6  Kosten in andere sectoren

Stappenplan voor kosten in andere sectoren

6.1 Productiviteitsverliezen

Gezondheidsproblemen kunnen een grote impact hebben op de tijdsbesteding en productiviteit van een patiënt. Veranderingen in gezondheid kunnen derhalve leiden tot veranderingen in tijdsbesteding en in productiviteit. De waarde van productiviteitsveranderingen (winsten of verliezen) kunnen een groot onderdeel zijn van totale kosten in een economische evaluatie en dienen dan ook te worden meegenomen in economische evaluaties die vanuit een maatschappelijk perspectief worden uitgevoerd. Productiviteitskosten kunnen worden omschreven als kosten die voortvloeien uit productiviteitsverliezen en vervangingskosten als gevolg van ziekte, ziekteverzuim, arbeidsongeschiktheid en/of sterfte van productieve personen, zowel bij betaald werk als bij onbetaald werk.1,2 Alhoewel de nadruk in de literatuur vaak ligt op de waardering van veranderingen in productiviteit in de context van betaald werk, zijn ook productiviteitsverliezen bij onbetaald werk relevant.3

Wat betreft betaald werk ontstaat een aanzienlijk deel van productiviteitsverliezen als gevolg van ziekteverzuim (absenteïsme). Daarnaast kunnen productiviteitsverliezen optreden tijdens het uitvoeren van betaald werk omdat men minder efficiënt kan werken als gevolg van gezondheidsklachten. Men spreekt dan van efficiëntieverliezen (of ‘presenteïsme’).

Ook niet uitgevoerd onbetaald werk kan leiden tot productiviteitsverliezen. Bij onbetaald werk moet niet alleen gedacht worden aan vrijwilligerswerk, maar ook aan bijvoorbeeld huishoudelijk taken.

In deze paragraaf wordt onderscheid gemaakt naar: - productiviteitsverliezen bij betaald werk - productiviteitsverliezen bij onbetaald werk

6.1.1 Methoden voor de volumemeting

Registraties over ziekteverzuim zijn vaak niet of moeilijk toegankelijk voor onderzoekers. Voor de bepaling van productiviteitsverliezen is men daarom doorgaans aangewezen op dataverzameling door middel van zelfrapportages van patiënten via dagboeken, vragenlijsten of interviews (Paragraaf 3.2.2).

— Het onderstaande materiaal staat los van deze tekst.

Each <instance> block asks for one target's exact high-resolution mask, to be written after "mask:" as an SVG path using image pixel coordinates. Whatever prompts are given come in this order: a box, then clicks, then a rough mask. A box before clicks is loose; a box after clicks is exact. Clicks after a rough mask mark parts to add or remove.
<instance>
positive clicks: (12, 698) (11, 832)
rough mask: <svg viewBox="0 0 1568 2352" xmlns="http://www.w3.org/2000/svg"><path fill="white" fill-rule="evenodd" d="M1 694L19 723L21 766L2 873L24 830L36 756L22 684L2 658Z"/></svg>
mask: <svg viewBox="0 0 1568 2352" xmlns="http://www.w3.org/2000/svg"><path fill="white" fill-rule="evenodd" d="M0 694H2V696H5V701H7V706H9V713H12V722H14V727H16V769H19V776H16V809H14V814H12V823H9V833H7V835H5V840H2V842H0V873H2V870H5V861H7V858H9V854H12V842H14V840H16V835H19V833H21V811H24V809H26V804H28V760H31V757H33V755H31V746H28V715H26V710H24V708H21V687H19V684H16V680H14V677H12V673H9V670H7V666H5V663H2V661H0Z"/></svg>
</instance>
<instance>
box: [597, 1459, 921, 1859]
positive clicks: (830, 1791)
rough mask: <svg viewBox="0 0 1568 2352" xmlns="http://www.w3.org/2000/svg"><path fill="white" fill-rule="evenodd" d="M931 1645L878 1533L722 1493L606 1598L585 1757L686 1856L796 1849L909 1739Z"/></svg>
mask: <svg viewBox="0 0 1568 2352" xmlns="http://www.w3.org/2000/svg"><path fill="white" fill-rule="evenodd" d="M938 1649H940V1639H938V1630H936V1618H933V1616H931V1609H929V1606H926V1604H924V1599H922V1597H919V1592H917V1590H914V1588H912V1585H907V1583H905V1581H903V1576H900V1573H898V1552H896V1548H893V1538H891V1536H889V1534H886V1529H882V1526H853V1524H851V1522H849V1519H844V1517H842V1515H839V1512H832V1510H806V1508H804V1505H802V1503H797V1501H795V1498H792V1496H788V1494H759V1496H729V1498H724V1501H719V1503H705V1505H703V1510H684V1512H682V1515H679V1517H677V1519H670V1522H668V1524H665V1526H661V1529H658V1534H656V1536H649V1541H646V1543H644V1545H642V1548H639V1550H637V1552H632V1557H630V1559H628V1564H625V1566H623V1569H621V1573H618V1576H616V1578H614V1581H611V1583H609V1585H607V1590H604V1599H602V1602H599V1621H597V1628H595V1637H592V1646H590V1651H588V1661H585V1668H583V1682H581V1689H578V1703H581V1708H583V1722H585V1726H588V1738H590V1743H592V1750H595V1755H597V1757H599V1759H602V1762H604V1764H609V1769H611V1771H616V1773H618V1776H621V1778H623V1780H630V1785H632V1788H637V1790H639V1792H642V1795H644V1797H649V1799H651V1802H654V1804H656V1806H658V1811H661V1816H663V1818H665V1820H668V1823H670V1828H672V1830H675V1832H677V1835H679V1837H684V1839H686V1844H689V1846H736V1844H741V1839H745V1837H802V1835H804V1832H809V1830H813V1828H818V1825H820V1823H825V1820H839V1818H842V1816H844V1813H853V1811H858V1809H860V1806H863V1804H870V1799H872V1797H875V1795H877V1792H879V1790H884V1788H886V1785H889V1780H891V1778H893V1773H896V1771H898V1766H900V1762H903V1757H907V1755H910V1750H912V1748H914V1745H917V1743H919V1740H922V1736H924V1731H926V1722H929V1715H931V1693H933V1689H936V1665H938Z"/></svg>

Uit eerder onderzoek is gebleken dat zelfgerapporteerd ziekteverzuim een betrouwbaar alternatief is voor geregistreerd ziekteverzuim.devromme2010?

Voor de bepaling van productiviteitsverliezen als gevolg van verminderde productiviteit op het werk (presenteïsme) is men afhankelijk van zelfrapportages van patiënten aangezien alternatieve bronnen normaal gesproken ontbreken. Om de omvang van efficiëntieverliezen te bepalen, kan patiënten worden gevraagd aan te geven in welke mate hun productiviteit verminderd was in vergelijking tot hun productiviteit op een ‘normale’ werkdag.

Productiviteitsverliezen als gevolg van ziekteverzuim en efficiëntieverliezen bij betaald werk worden bepaald op basis van het aantal dagen en het aantal uren per dag dat iemand als gevolg van gezondheidsproblemen of medische behandeling afwezig is van het werk of minder productief was dan normaal.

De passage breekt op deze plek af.